Assessment of Charged AuNPs: From Synthesis to Innate Immune Recognition

الملخص EN

Gold nanoparticle (AuNP) physicochemical characteristics, mainly size and charge, modulate their biodistribution, cytotoxicity, and immunorecognition as reported from in vitro and in vivo studies.

While data from in vitro studies could be biased by several factors including activation of cells upon isolation and lack of sera proteins in the microenvironment of primary generated cell lines, in vivo studies are costly and time-consuming and require ethics consideration.

In this study, we developed a simple and novel in vivo-like method to test for NP immunorecognition from freshly withdrawn human blood samples.

AuNPs with a size range of 30 ± 5 nm coated with cationic poly(L-lysine) (PLL) dendrigraft and slightly negative poly(vinyl alcohol) (PVA) were synthesized in water.

PLL-capped AuNPs were further coated with poly(ethylene glycol) (PEG) to obtain nearly neutrally charged PEG-AuNPs.

Physicochemical properties were determined using zeta potential measurements, UV-Vis spectroscopy, dynamic light scattering (DLS), and scanning electron microscopy (SEM).
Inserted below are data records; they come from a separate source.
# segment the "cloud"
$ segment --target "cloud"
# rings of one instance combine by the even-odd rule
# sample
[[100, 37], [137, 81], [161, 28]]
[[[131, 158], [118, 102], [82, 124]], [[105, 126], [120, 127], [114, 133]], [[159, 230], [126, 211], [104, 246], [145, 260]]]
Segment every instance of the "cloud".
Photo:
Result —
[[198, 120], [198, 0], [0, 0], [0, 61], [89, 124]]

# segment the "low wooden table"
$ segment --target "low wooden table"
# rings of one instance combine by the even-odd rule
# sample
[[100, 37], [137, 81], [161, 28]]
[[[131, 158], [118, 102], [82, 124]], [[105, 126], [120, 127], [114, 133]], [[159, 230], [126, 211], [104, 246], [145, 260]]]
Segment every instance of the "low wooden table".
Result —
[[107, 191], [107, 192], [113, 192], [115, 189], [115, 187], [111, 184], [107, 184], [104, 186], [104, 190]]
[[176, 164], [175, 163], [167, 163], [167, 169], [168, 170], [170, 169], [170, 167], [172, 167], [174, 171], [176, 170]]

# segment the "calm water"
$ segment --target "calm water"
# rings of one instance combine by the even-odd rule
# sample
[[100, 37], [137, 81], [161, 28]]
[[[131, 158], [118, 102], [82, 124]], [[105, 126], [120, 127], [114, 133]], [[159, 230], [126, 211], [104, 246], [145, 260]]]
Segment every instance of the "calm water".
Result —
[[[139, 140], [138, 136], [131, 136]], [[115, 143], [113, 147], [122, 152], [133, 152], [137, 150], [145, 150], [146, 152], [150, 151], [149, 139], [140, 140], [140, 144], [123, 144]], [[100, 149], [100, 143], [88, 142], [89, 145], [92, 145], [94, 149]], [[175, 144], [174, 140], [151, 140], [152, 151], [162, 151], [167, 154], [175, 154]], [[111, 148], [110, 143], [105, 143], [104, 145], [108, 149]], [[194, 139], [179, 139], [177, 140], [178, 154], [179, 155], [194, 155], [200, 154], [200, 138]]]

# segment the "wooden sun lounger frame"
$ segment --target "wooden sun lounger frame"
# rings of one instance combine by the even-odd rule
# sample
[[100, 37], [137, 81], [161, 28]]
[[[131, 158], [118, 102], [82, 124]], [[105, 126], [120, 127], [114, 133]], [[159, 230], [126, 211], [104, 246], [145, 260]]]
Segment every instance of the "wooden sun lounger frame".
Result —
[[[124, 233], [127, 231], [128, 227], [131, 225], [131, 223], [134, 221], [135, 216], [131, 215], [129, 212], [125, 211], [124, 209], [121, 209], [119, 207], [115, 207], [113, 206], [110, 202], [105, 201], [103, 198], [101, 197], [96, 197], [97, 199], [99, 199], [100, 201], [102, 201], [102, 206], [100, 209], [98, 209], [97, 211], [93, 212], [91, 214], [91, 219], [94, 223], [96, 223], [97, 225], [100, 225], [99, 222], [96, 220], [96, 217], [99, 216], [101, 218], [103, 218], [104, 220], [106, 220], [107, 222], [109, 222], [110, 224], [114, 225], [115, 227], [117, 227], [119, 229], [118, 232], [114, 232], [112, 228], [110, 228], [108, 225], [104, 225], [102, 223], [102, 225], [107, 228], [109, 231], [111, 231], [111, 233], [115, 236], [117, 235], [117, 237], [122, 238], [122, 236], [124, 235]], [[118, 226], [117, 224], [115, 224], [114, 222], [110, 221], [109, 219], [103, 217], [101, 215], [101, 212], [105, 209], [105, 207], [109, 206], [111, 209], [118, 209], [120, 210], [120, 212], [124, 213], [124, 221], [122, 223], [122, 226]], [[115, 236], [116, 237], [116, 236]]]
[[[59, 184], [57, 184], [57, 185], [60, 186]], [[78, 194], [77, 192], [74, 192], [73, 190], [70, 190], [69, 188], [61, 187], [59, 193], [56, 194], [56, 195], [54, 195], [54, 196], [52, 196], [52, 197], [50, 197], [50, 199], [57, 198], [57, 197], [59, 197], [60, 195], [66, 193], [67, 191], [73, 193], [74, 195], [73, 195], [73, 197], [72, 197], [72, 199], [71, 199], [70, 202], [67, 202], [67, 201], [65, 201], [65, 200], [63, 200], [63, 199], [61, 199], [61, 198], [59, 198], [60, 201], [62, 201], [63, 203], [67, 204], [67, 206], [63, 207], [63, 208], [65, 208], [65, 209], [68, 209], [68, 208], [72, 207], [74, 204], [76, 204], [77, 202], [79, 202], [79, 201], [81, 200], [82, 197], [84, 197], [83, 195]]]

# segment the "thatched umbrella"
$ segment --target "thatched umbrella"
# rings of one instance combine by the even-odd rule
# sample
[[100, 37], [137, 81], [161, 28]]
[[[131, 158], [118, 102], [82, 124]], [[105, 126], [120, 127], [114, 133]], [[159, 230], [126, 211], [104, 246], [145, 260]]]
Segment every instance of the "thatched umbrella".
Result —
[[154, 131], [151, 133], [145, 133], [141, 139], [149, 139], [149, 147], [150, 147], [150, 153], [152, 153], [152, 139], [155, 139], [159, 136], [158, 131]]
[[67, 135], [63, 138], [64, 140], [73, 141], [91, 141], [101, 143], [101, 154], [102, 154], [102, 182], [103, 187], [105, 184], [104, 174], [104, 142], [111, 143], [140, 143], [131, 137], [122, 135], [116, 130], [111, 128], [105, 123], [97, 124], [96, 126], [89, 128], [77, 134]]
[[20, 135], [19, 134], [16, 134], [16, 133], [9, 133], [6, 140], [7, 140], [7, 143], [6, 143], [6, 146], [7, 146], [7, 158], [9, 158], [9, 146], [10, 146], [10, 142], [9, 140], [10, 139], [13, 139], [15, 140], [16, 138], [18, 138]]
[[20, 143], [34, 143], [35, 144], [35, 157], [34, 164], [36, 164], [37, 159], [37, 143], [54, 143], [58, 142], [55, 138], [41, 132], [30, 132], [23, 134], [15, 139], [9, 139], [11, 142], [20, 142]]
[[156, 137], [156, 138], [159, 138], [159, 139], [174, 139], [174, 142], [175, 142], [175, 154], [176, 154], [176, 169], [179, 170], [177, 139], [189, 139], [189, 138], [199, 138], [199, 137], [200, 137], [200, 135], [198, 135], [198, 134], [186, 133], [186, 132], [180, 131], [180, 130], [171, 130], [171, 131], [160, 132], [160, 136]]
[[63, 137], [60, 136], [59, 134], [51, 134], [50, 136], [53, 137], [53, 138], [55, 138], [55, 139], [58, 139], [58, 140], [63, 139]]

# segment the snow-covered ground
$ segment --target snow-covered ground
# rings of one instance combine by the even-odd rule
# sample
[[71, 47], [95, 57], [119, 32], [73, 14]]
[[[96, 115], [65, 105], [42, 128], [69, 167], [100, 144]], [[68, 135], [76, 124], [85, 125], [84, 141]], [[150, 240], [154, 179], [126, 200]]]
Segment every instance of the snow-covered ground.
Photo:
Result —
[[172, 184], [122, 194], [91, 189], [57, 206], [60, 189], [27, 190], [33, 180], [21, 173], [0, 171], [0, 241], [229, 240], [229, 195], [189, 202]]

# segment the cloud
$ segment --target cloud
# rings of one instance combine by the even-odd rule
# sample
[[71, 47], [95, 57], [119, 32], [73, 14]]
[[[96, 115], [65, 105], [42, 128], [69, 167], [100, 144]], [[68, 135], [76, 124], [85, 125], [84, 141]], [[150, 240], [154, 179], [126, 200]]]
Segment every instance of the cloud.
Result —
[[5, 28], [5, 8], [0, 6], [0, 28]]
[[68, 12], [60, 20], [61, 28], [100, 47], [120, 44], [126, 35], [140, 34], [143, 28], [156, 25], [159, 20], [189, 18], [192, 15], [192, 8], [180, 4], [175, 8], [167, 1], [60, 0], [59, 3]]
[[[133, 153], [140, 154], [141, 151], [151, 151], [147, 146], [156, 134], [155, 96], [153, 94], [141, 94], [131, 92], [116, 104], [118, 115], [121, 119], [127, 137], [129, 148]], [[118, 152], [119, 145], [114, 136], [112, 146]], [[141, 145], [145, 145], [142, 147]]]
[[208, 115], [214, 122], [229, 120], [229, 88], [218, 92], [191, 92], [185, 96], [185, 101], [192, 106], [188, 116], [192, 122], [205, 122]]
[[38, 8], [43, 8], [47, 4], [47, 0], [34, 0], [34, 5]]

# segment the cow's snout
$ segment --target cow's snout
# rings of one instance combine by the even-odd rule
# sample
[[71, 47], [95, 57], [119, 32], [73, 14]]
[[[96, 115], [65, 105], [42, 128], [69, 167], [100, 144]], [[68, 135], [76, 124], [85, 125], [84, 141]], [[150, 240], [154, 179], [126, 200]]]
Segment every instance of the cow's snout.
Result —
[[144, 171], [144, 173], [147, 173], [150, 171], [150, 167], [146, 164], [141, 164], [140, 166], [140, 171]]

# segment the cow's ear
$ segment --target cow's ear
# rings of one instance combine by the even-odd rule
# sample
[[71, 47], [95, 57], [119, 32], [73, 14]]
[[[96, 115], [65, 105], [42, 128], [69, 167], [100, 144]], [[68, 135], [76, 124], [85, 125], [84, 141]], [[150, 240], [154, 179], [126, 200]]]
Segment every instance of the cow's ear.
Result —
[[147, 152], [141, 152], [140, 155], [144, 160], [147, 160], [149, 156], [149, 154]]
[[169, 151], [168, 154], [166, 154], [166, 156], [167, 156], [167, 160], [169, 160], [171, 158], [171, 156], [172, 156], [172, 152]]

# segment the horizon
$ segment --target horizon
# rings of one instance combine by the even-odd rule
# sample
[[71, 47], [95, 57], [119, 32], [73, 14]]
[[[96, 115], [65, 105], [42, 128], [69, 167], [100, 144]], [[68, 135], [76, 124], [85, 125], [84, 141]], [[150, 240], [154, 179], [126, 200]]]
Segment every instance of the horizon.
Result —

Gel electrophoretic separation, zeta potential, and DLS were also used to characterize our NPs after human blood plasma treatment.

PLL-AuNPs showed similar variation in charge and binding affinity to plasma proteins in comparison with PVA-AuNPs.

However, PLL-AuNPs.protein complexes revealed a drastic change in size compared to the other tested particles.

Results obtained from the neutrophil function test and pyridine formazan extraction revealed the highest activation level of neutrophils (~70%) by 50 μg/mL of PLL-AuNPs compared to a null induction by PEG- and PVA-AuNPs.

This observation was further verified by flow cytometry analysis of polymorphonuclear cell size variation in the presence of coated AuNPs.

Overall, our in vivo-like method, to test for NP immunorecognition, proved to be reliable and effective.

Finally, our data supports the use of PEG-AuNPs as promising vehicles for drug delivery, as they exhibit minimal protein adsorption affinity and insignificant charge and size variation once introduced in whole blood.